Self-driving taxi firm Cruise faces $1.5 MILLION fine for ‘covering up’ one of its cabs dragging San Fran woman 20 FEET and lying about cooperating with regulators after crash, panel claims

A San Francisco robotaxi service under fire for allegedly covering up the severity of an accident involving one of its self-driving cars is facing a $1.5 million fine.

In October, a woman was hit by a car that knocked her into the path of a driverless cruiser, which braked hard before colliding with her.

The robotaxi dragged her twenty feet at a speed of seven miles per hour for 30 minutes as she screamed for help.

Based on court documents filed late Dec. 1 by the California Public Utilities Commission, General Motor's Cruise service could be fined about $1.5 million if found guilty of a cover-up.

The company was given legal notice to appear in court on February 6, 2024 for an evidentiary hearing to determine whether they misled regulators about the incident.

Based on court documents filed late last week by the California Public Utilities Commission, General Motors' Cruise service could be fined about $1.5 million if found guilty of covering up the severity of the accident

Based on court documents filed late last week by the California Public Utilities Commission, General Motors' Cruise service could be fined about $1.5 million if found guilty of covering up the severity of the accident

Court documents detail how Cruise handled revelations about the accident.

The Public Utilities Commission alleged that the company tried to hide how its robotaxi responded to the accident for more than two weeks in legal paperwork.

The documents allege that Cruise's cover-up began with an Oct. 3 call to a supervisor, who was told that the robotaxi had come to an immediate stop after colliding with the pedestrian, without mentioning that the vehicle traveled another twenty feet while the injured man was still trapped.

The Public Utilities Commission alleged that the company tried to hide how its robotaxi responded to the accident for more than two weeks in legal paperwork.

The Public Utilities Commission alleged that the company tried to hide how its robotaxi responded to the accident for more than two weeks in legal paperwork.

DNV officials requested additional images from the company, which the company sent 10 days after the meeting.

The new footage showed the car continuing on after the initial stop and attempting to perform a 'pullover manoeuvre', traveling approximately six meters with the pedestrian still trapped underneath.

After seeing the video, the California Department of Motor Vehicles effectively shut down the robotaxi service by suspending its license to operate in the state.

This maneuver “increased the risk of, and may have resulted in, further injury to a pedestrian,” the DMV wrote in a report.

“Cruise's inaction hampers the department's ability to effectively and timely assess the safe operation of Cruise's vehicles and endangers the safety of the public,” the department added.

In the October 2 incident, a passenger was trapped under a cruise taxi for 30 minutes after another car pushed her into its path

In the October 2 incident, a passenger was trapped under a cruise taxi for 30 minutes after another car pushed her into its path

Footage posted on social media shows the victim's feet sticking out from under the vehicle as police officers crowd around her

Footage posted on social media shows the victim's feet sticking out from under the vehicle as police officers crowd around her

“The General Motors company must request hearings to reinstate both the deployment permit and the driverless test permit, although it is unclear how long this will take.

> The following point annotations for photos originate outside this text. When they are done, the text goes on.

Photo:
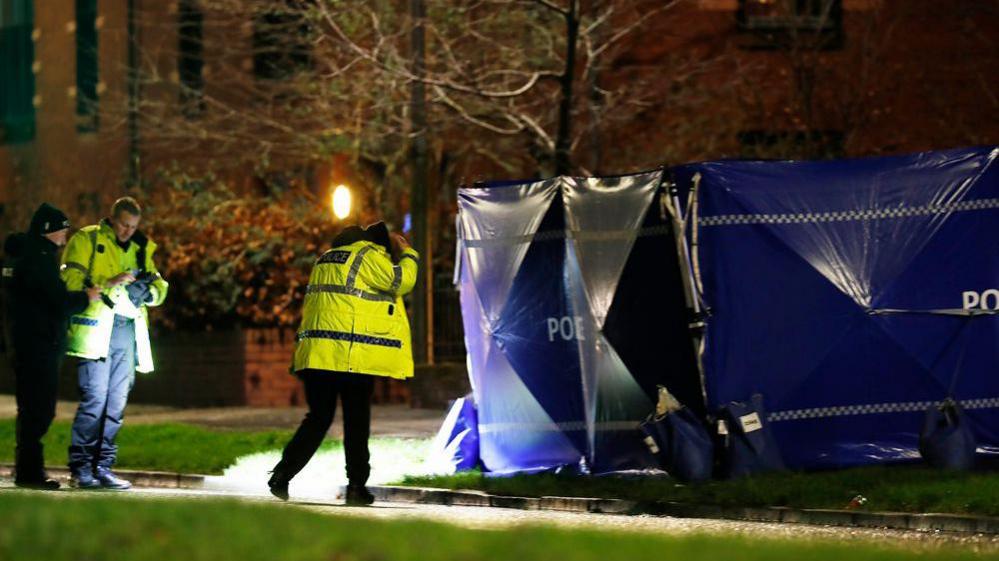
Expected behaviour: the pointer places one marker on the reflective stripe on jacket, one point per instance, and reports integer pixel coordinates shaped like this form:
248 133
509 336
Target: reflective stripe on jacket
353 319
90 332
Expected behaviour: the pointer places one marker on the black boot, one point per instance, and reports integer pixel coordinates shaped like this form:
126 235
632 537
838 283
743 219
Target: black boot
358 495
278 484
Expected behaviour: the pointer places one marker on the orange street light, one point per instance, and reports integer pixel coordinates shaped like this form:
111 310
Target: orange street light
341 202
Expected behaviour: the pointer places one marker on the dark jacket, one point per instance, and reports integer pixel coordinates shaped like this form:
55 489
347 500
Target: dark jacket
38 306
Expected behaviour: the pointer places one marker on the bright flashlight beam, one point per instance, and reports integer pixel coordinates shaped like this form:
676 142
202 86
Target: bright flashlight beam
341 202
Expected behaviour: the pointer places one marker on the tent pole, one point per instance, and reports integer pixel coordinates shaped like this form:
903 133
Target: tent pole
696 323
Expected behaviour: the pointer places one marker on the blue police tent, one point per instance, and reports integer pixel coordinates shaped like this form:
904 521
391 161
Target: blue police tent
852 294
573 314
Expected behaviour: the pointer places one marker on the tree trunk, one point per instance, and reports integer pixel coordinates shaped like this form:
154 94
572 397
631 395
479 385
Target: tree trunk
418 195
563 142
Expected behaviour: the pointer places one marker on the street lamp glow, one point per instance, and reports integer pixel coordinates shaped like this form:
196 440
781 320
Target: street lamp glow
341 202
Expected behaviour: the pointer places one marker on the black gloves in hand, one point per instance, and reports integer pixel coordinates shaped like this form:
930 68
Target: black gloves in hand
139 292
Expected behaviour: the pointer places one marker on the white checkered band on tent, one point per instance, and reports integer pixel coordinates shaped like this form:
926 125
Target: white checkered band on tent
491 428
873 408
846 216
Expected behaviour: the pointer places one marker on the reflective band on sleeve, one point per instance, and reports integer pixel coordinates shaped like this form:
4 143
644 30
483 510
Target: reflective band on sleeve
396 279
351 337
340 289
77 266
338 257
356 266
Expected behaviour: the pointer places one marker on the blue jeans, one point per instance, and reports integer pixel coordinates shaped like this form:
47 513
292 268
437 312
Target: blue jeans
104 385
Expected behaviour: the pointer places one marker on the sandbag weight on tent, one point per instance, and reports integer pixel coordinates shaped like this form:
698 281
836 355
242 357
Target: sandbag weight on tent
681 444
749 446
946 441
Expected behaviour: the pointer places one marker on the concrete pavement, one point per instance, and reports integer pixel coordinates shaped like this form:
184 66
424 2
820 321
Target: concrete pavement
502 518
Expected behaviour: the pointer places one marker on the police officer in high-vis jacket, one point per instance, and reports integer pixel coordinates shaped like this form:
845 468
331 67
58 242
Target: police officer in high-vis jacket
354 327
111 337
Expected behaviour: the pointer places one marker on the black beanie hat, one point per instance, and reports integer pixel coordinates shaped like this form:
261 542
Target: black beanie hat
48 219
378 233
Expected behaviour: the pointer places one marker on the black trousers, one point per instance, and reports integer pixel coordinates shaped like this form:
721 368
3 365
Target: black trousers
36 379
321 390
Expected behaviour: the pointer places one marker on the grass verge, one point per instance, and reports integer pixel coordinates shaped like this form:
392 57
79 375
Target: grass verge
160 447
53 527
886 488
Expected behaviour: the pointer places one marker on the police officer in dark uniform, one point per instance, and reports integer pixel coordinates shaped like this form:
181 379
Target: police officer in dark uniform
37 313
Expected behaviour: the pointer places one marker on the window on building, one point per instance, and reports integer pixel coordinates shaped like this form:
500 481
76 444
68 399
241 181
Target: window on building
191 61
792 23
17 78
282 40
86 66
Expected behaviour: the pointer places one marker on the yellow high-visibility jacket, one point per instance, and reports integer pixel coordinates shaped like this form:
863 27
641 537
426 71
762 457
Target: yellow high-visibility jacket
93 252
353 319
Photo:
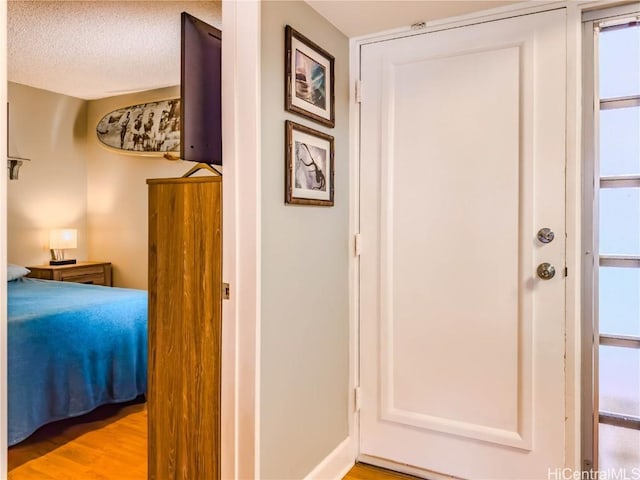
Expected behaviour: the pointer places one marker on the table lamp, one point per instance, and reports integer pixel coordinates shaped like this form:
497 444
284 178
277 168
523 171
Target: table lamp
59 240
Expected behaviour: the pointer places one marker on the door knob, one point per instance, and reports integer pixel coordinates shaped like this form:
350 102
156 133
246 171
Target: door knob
546 271
545 235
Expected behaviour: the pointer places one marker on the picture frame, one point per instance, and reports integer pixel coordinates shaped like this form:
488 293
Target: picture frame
309 166
309 79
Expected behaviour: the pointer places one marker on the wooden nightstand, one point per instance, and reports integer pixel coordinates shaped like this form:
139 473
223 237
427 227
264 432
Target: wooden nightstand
96 273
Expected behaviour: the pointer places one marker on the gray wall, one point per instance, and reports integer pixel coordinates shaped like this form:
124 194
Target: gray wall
305 334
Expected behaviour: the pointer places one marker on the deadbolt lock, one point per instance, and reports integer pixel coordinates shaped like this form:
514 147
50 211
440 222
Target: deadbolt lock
545 235
546 271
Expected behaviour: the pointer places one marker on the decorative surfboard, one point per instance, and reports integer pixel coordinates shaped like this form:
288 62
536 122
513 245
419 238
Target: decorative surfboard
145 128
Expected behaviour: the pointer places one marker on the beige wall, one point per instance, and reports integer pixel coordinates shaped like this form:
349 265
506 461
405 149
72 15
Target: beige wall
304 323
117 193
49 129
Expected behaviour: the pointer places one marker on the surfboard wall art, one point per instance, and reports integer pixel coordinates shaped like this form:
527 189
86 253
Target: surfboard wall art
145 128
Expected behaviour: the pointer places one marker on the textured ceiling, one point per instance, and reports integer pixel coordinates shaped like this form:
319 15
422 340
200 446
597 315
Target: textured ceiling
95 49
361 17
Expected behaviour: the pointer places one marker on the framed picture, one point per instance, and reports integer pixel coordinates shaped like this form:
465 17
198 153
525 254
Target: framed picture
308 166
308 79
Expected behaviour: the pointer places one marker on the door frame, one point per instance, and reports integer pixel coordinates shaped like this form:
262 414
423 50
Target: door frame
590 324
573 192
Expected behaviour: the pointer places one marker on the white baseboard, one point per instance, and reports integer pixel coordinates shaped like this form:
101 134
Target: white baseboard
336 465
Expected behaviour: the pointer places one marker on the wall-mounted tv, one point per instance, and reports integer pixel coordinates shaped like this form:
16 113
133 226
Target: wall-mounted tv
201 92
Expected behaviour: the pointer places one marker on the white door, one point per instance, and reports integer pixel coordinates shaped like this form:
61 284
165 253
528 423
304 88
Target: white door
462 162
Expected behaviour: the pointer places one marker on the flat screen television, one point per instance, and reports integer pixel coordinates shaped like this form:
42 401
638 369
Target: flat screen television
201 92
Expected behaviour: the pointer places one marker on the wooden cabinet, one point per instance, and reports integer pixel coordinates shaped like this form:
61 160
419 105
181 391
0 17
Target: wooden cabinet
96 273
185 309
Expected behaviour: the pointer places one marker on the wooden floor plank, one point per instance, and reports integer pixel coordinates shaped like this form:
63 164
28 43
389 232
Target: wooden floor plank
362 471
109 443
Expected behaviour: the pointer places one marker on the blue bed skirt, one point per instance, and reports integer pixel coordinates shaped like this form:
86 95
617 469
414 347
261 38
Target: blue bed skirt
71 348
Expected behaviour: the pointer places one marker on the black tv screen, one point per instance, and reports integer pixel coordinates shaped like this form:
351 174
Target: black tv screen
201 92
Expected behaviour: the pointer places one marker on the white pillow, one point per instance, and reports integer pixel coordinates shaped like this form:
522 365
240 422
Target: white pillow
15 272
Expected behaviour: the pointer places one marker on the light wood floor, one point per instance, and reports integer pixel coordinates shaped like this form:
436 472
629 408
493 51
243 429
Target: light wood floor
366 472
108 444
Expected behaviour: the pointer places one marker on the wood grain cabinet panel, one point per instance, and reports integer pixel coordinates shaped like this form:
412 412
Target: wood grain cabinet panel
185 310
94 273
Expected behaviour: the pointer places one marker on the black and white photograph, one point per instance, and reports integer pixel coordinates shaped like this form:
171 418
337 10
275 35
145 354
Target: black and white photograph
146 128
308 166
308 79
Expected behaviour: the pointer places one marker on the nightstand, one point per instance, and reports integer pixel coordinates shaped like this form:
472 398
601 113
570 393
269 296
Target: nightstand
96 273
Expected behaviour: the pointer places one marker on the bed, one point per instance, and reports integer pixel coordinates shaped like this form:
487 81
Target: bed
71 348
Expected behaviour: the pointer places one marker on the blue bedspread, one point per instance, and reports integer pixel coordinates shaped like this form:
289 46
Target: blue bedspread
72 347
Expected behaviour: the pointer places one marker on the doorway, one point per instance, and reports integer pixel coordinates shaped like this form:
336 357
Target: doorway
462 266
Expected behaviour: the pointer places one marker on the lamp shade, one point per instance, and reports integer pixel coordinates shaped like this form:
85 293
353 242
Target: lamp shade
63 238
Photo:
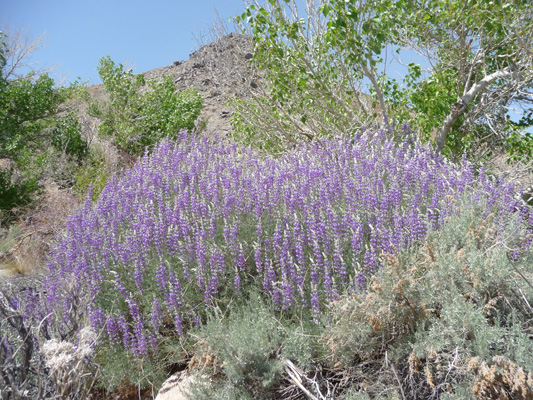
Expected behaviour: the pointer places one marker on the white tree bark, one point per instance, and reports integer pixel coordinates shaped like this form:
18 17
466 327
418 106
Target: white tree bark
458 108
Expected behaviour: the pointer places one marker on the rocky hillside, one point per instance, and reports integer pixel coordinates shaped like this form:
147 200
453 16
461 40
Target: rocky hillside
219 71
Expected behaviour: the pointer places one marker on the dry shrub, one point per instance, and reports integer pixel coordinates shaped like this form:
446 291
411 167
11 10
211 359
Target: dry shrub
437 319
501 379
27 254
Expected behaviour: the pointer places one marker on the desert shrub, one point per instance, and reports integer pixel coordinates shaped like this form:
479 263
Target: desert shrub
15 194
196 222
440 318
94 173
40 361
140 113
245 344
246 349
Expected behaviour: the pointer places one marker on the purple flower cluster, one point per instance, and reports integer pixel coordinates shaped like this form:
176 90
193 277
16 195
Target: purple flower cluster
195 218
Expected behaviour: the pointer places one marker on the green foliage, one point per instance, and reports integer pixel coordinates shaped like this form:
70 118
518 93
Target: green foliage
321 72
140 113
439 311
313 68
117 368
14 195
246 343
35 132
94 173
205 390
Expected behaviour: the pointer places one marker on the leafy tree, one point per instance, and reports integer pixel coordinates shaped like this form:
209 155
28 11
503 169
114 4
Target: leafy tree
481 56
139 112
325 70
316 65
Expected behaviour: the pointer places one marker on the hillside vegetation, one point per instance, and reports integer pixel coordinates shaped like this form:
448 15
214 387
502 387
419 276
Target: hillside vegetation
347 241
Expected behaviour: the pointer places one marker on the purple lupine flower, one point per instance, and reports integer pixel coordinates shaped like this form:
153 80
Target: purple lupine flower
308 219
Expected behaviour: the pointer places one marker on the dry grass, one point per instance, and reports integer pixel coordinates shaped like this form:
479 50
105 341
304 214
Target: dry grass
26 251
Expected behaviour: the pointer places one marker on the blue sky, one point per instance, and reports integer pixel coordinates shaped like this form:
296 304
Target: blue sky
139 33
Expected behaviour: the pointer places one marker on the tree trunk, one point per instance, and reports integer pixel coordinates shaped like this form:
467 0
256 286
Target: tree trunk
458 108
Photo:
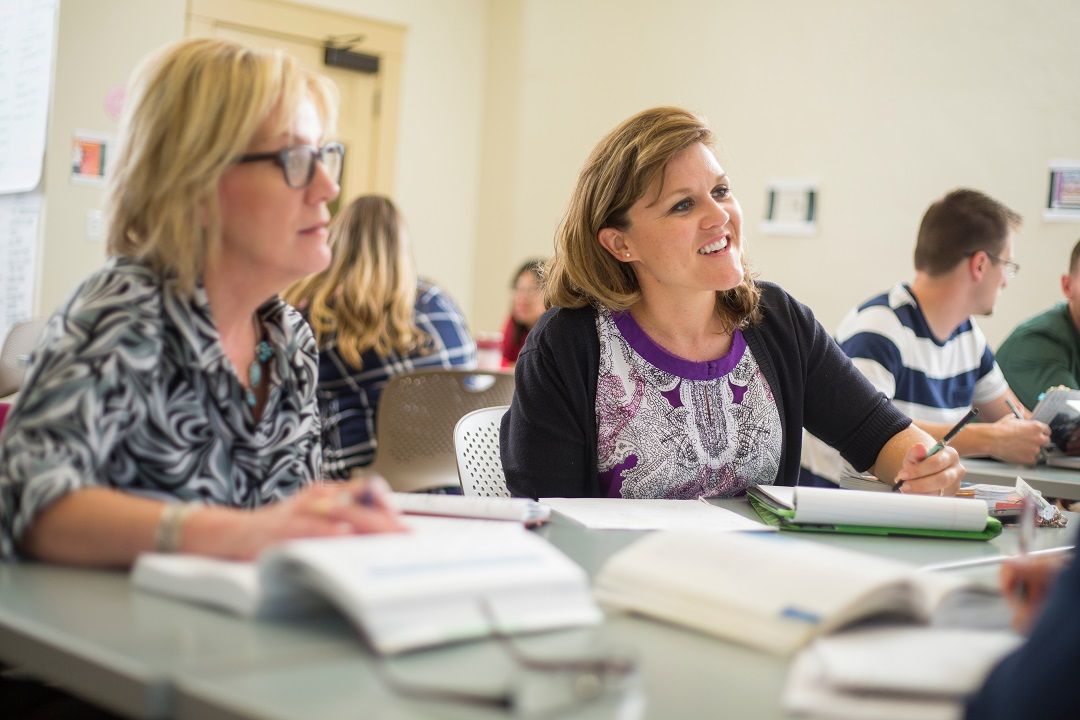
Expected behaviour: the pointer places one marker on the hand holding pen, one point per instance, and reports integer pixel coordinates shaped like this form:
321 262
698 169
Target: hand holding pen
940 445
1026 579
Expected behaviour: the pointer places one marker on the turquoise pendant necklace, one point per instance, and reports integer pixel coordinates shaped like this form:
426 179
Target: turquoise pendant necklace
262 353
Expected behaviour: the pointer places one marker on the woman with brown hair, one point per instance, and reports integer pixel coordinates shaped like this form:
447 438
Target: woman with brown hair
373 318
525 310
663 369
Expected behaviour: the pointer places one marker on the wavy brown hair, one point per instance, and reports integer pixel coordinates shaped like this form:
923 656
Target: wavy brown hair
619 172
367 295
191 110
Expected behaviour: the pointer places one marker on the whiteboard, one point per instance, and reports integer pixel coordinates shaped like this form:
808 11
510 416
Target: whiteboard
27 36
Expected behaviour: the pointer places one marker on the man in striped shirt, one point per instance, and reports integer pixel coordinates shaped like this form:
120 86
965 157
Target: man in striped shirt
919 344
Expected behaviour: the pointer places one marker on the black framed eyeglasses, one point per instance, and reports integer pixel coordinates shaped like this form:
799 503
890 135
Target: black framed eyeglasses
1011 268
298 162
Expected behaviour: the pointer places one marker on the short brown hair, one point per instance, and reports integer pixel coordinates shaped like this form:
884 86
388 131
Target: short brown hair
618 173
959 225
192 108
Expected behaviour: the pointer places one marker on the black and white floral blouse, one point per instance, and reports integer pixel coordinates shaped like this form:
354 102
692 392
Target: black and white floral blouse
131 389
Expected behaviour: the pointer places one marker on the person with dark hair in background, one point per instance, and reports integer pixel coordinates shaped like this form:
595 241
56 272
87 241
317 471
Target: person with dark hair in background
525 311
1043 352
373 318
1035 680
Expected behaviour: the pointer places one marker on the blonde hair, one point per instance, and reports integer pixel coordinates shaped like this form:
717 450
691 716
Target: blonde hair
620 171
367 295
191 110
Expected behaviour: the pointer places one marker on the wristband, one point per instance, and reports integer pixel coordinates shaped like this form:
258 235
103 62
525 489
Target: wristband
166 539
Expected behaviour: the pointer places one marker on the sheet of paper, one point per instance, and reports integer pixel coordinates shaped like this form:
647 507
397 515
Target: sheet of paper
27 36
892 673
624 514
887 510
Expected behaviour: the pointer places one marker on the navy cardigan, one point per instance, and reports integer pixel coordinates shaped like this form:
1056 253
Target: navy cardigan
549 435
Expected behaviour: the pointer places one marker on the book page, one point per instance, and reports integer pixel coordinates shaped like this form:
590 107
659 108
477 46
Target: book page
420 588
893 671
888 510
766 591
520 510
625 514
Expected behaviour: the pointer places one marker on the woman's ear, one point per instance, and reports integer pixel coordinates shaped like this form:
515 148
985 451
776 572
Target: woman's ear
615 243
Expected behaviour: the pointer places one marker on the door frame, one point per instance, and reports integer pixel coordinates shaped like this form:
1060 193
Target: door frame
308 24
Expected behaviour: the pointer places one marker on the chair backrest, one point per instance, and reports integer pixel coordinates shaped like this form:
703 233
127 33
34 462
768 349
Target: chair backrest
416 418
476 444
15 354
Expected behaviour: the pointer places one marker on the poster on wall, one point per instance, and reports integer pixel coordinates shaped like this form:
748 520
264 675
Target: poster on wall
791 207
1063 201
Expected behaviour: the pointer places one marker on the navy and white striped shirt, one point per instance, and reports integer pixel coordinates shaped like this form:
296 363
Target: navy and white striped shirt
349 398
889 340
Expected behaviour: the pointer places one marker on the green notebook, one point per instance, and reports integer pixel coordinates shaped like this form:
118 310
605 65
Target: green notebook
864 513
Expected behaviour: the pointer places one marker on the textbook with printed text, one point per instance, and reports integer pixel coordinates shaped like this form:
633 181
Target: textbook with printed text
445 582
770 592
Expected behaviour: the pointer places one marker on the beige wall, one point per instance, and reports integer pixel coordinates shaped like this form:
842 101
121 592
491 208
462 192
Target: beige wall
889 104
98 43
440 134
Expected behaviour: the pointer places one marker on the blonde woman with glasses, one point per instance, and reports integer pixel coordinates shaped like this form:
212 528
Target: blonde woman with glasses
663 369
373 318
171 405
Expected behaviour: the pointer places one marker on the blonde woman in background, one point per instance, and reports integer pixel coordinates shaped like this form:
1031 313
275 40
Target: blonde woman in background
373 318
663 368
171 405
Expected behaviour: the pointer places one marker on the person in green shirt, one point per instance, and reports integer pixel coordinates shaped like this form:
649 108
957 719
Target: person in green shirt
1044 351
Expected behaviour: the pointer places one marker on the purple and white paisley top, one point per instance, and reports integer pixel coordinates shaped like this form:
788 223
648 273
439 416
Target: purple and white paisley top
673 428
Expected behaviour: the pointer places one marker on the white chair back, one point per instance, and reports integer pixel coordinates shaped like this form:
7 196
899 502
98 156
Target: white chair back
476 445
15 355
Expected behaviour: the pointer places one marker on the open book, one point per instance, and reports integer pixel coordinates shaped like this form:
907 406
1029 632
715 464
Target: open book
827 510
517 510
766 591
449 581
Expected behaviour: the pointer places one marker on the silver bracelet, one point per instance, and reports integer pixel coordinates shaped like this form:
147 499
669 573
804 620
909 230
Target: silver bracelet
166 539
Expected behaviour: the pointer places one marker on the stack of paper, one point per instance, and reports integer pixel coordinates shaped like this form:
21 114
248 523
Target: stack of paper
893 673
629 514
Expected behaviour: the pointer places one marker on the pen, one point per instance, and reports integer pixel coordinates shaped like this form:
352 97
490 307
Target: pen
1024 541
940 445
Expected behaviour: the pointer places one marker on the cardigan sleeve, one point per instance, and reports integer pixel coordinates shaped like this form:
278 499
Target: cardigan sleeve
548 435
1036 679
839 405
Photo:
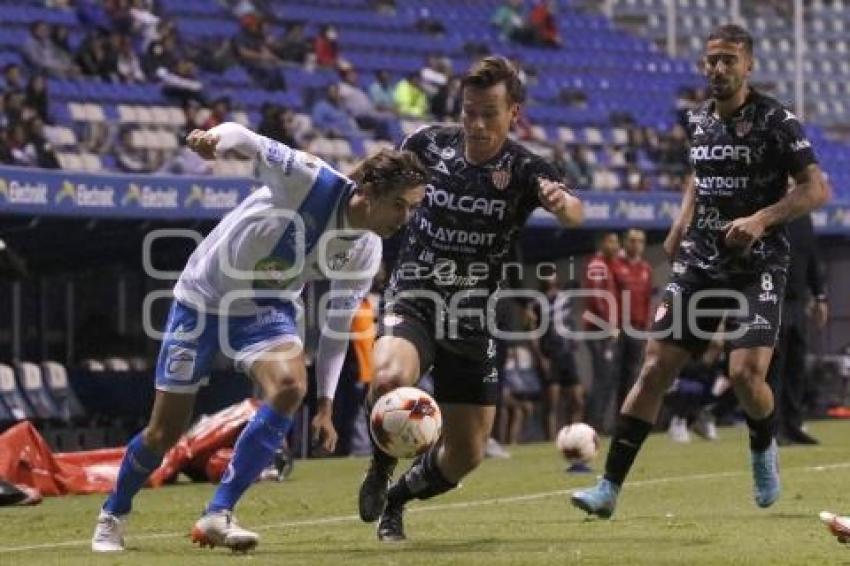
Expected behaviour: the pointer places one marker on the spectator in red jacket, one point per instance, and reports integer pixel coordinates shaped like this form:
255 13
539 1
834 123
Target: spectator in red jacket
602 316
542 20
326 47
636 286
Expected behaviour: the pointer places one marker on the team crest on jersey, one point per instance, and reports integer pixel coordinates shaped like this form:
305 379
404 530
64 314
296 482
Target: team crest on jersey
743 127
501 178
662 310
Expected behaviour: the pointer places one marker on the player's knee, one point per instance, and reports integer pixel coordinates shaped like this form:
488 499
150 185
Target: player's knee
746 375
466 455
385 380
161 438
288 388
654 375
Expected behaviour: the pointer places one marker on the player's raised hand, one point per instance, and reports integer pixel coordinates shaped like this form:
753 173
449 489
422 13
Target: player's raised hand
203 143
322 431
743 232
552 195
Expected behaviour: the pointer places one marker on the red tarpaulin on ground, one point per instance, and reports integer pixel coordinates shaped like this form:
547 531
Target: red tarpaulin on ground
25 458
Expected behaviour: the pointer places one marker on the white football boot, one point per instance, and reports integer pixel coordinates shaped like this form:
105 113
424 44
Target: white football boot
838 526
108 533
220 529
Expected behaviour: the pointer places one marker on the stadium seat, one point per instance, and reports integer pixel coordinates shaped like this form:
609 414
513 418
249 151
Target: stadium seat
91 162
116 364
92 365
11 396
70 161
56 379
34 390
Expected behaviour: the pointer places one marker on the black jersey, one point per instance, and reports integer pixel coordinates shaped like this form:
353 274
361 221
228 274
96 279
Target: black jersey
459 238
740 165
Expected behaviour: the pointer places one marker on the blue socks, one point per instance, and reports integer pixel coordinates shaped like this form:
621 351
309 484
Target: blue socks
138 464
254 450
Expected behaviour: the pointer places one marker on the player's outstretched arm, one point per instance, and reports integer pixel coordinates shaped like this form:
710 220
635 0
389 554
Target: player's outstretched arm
225 137
680 225
810 192
566 207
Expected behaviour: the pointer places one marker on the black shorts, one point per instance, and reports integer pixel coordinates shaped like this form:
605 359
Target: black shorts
563 372
463 370
758 296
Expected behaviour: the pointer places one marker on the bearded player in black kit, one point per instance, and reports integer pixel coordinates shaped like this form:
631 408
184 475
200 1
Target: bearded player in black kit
483 187
730 239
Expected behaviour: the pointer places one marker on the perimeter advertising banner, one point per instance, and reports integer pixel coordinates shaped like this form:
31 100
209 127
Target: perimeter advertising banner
39 192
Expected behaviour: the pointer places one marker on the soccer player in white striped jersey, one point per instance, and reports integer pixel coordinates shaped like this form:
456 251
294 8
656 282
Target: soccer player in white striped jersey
239 294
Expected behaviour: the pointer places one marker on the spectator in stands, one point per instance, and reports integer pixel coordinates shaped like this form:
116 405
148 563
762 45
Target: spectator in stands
435 74
635 278
45 157
181 82
128 65
219 113
157 57
190 117
293 47
41 53
186 162
17 110
542 20
6 157
333 121
254 52
672 151
13 79
521 378
61 39
562 383
602 317
385 7
22 151
446 104
37 97
427 23
92 15
128 157
381 93
357 103
96 58
276 123
145 24
409 97
120 18
326 47
635 180
509 19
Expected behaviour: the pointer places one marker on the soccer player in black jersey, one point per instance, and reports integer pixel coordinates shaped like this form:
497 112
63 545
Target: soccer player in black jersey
483 187
729 241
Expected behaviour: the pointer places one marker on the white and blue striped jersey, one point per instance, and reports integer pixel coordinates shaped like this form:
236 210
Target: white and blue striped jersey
291 230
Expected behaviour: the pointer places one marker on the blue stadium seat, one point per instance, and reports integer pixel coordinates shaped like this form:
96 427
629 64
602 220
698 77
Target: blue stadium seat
68 406
36 393
11 395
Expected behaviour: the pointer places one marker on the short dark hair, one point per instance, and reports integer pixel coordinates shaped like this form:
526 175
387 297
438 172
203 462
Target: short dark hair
390 170
733 33
493 70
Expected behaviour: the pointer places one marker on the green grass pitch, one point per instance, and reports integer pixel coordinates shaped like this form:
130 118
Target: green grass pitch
684 504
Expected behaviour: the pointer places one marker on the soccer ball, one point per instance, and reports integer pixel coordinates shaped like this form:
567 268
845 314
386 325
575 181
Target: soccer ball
578 442
405 422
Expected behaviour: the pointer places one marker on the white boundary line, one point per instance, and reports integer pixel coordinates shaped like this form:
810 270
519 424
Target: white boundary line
426 508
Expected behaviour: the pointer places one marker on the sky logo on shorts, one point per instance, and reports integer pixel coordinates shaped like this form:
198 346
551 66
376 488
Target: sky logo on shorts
180 364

“If there is an unreasonable risk to public safety, the RDW can immediately suspend or revoke permits,” the RDW writes in the reasons for the suspension.

The department cited portions of the state's regulatory text for autonomous vehicles as evidence that the robotaxis “is not safe for the public” and that the company has “misrepresented” safety information.

The suspension was a major blow to Cruise and its parent company, which suffered huge losses while developing the self-driving service that should generate $1 billion in revenue by 2025 as it expands beyond San Francisco.

After losing nearly $6 billion since the end of 2019, Cruise has gone into reverse as it struggles to manage the fallout from the October accident that seriously injured the pedestrian that was run over and led to the disaster. recent dismissal from CEO and co-founder Kyle Vogt.

Cruise-owned General Motors had its permits suspended to deploy and test self-driving cars in San Francisco amid accusations that its employees covered up the full story behind a crash

Cruise-owned General Motors had its permits suspended to deploy and test self-driving cars in San Francisco amid accusations that its employees covered up the full story behind a crash

Without directly addressing the potential fine, GM CEO Mary Barra said Monday that October's crash helped the automaker learn more about the need for transparency and a better relationship with regulators.

“We're very focused on righting the ship here because this is technology that can make the way we get from point A to point B safer,” Barra told a gathering of automotive media.

Barra also pointed to Cruise's management reorganization, including the reorganization of government relations and legal teams, as signs of progress. “We think we can do things more effectively,” she said.

Cruise vowed in its own statement to respond to the Public Utilities Commission's concerns in a “timely” manner. The company has hired an outside law firm to review its response to the October accident.